I am given an array and a value x.
Input example:
2 3
1 2
Where n (length of array) = 2, the value x = 3, and the next line (1, 2) contains the values in the array. I have to find the pairs of indices i, j so that a[i] XOR a[j] = x.
What I have implemented:
import java.util.HashSet;
import java.util.Scanner;
public class Main {
public static void main(String[] args) {
Scanner sc = new Scanner(System.in);
int n = sc.nextInt();
int x = sc.nextInt();
int[] arr = new int[n];
HashSet<Integer> hash = new HashSet<Integer>();
for (int i = 0; i < n; i++) {
arr[i] = sc.nextInt();
hash.add(arr[i]);
}
int count = 0;
for (int i = 0; i < n; i++) {
if (hash.contains(arr[i]^x)) {
count++;
}
}
System.out.println(count/2);
}
}
I have the divided the result by two because we only want to count a given pair once (only count [1, 2] not [1, 2] and [2, 1]).
I pass the given test above where the output is 1, and this supplementary one where the output is 2.
6 1
5 1 2 3 4 1
However I seem to fail some extra ones which I cannot see.
The problem is that you check "contains", but for duplicate values this only returns a single occurrence.
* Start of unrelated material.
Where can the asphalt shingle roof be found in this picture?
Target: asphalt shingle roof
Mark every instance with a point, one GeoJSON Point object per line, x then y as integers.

By using a set you throw duplicates away. Instead you should have a HashMap with number of occurrences:
Map<Integer, Integer> hash = new HashMap<>();
for (int i = 0; i < n; i++) {
arr[i] = sc.nextInt();
if (!hash.containsKey(arr[i])) {
hash.put(arr[i], 0)
}
hash.put(arr[i], hash.get(arr[i]) + 1);
}
int count = 0;
for (int i = 0; i < n; i++) {
if (hash.containsKey(arr[i]^x)) {
count += hash.get(arr[i]^x);
}
}
Your logic of dividing the count by 2 as the final answer, is not correct.
Replace your logic by the following:
HashSet<Integer> hash = new HashSet<Integer>();
for (int i = 0; i < n; i++) {
arr[i] = sc.nextInt();
}
int count = 0;
for (int i = 0; i < n; i++) {
if (hash.contains(arr[i]^x)) {
count++;
}
hash.add(arr[i]);
}
System.out.println(count);
Your program doesn't handle duplicate numbers properly. It deals with 5 1 2 3 4 1 okay because 1 isn't part of the solution. What if it is?
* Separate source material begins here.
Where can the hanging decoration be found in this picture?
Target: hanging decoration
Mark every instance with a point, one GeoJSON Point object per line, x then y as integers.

Let's say number a[i] ^ a[j] is a solution as is a[i] ^ a[k]. In other words, a[j] == a[k]. The line hash.contains(arr[i]^x) will only count a[i] once.
You can solve this by having nested for loops.
for (int i = ...) {
for (int j = ...) {
if (a[i] ^ a[j] == x) {
count++;
}
}
}
This approach lets you get rid of the hash set. And if you're clever enough filling out the ... parts you can avoid double counting the pairs and won't have to divide count by 2.